The class is designed to be a HashMap key, and once an instance is created it has only limited functionality. The hashCode() and equals() methods were initially generated by Eclipse, and use methods from the Arrays helper class.

We will be performing the same operations of loading, reading and iterating a HashMap containing a large number of instances as keys, and the results are...

Key Size	Initial Capacity	Load Time (ms)	Reads	Read Time (ms)	Iterations	Iteration Time (ms)

1000	10	5	100 million	275,000 *	10,000 (x 1000)	500
1000	100	5	100 million	280,000 *	10,000 (x 1000)	500
1000	1000	4	100 million	275,000 *	10,000 (x 1000)	500
1000	10,000	5	100 million	280,000 *	10,000 (x 1000)	1100
1000	100,000	5	100 million	275,000 *	10,000 (x 1000)	6200 **
1000	1,000,000	4	100 million	275,000 *	10,000 (x 1000)	50,000 **

10,000	10	40	100 million	280,000 *	1000 (x 10,000)	500
10,000	100	40	100 million	280,000 *	1000 (x 10,000)	500
10,000	1000	40	100 million	280,000 *	1000 (x 10,000)	520
10,000	10,000	42	100 million	290,000 *	1000 (x 10,000)	520
10,000	100,000	43	100 million	290,000 *	1000 (x 10,000)	1100 **
10,000	1,000,000	42	100 million	280,000 *	1000 (x 10,000)	5800 **

100,000	10	350	100 million	280,000 *	100 (x 100,000)	2100
100,000	100	350	100 million	280,000 *	100 (x 100,000)	2100
100,000	1000	350	100 million	280,000 *	100 (x 100,000)	2100
100,000	10,000	350	100 million	280,000 *	100 (x 100,000)	2100
100,000	100,000	330	100 million	280,000 *	100 (x 100,000)	2000 **
100,000	1,000,000	330	100 million	280,000 *	100 (x 100,000)	2400 **

* values are interpreted from repeated runs of 1 million reads ** See the afterthoughts...
Table 4 - Simple LargeHash times

The LargeHash Behaviour

Firstly, the load time was larger but still not really noticeable. It took possibly twice as long, but twice 'not a hell of a lot' is still 'not much'. Interestingly, the API recommends setting the initial size to some realistic value to prevent incurring the cost of rehashing, but that cost doesn't appear in the results. It is possible that the initial capacity made a difference when we use 100,000 items in our Map, but not enough to provide any conclusive results.
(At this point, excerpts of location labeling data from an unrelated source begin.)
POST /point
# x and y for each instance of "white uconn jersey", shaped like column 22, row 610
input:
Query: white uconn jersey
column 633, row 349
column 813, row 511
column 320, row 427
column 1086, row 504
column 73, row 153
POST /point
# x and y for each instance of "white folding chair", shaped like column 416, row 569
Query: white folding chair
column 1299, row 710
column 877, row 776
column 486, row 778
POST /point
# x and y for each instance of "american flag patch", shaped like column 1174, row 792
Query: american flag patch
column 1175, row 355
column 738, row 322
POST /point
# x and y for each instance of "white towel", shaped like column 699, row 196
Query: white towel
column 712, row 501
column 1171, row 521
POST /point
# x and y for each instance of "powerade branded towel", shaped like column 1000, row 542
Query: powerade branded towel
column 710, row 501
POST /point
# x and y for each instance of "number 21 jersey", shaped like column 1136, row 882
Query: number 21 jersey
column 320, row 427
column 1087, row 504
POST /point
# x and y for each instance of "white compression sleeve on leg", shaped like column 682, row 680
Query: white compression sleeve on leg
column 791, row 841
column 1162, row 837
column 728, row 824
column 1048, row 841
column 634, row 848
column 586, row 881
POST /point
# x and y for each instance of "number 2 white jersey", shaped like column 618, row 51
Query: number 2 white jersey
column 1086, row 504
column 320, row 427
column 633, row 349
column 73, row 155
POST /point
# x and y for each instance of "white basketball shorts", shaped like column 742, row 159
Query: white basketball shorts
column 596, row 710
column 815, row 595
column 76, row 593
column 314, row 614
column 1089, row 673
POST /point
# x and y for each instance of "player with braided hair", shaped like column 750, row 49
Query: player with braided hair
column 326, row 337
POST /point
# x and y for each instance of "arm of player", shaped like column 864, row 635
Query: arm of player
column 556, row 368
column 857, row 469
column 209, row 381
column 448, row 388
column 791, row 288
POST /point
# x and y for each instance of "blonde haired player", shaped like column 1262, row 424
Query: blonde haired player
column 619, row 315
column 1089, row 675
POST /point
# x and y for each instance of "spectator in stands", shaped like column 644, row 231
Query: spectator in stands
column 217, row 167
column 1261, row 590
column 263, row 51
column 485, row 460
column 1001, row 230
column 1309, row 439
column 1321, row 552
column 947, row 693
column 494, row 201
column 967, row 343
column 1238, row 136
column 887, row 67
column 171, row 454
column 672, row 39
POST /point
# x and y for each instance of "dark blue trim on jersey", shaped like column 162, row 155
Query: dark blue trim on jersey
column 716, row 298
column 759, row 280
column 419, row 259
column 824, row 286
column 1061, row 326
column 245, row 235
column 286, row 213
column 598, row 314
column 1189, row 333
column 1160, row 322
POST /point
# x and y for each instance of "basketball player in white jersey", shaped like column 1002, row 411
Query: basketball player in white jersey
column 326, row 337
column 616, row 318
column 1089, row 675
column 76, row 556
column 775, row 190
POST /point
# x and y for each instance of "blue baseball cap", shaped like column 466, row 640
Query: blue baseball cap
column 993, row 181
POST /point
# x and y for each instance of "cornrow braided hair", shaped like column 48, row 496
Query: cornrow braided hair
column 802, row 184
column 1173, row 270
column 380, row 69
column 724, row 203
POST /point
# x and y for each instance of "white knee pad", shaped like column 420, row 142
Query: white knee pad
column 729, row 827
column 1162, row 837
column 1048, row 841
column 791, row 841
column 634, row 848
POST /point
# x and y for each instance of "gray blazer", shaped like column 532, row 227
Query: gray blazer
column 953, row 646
The read time was obviously worse, to the extent that I decided to extrapolate the results rather than wait several minutes for each run to complete. This shows us that the hashCode() method is too important when used in HashMaps to be taken lightly, and consideration should be taken when choosing or designing a class that will be used as a hashed key. There is nothing incredibly wrong with the class itself, but when put under pressure it fails to perform and can cause a drag on the code.

Building a Responsible Key

The lesson to learn from the String class is that lazy loading and caching the hash value can have a dramatic effect on the read times, since this is crucial to the HashMap performance. This is particularly true when you have high high usage HashMaps like the ones in the introduction. Is important to not that the hash code cannot be cached if the instance state can change in a way that alters the hash code, which implies that the key should first be made immutable before the hash code can be lazy loaded.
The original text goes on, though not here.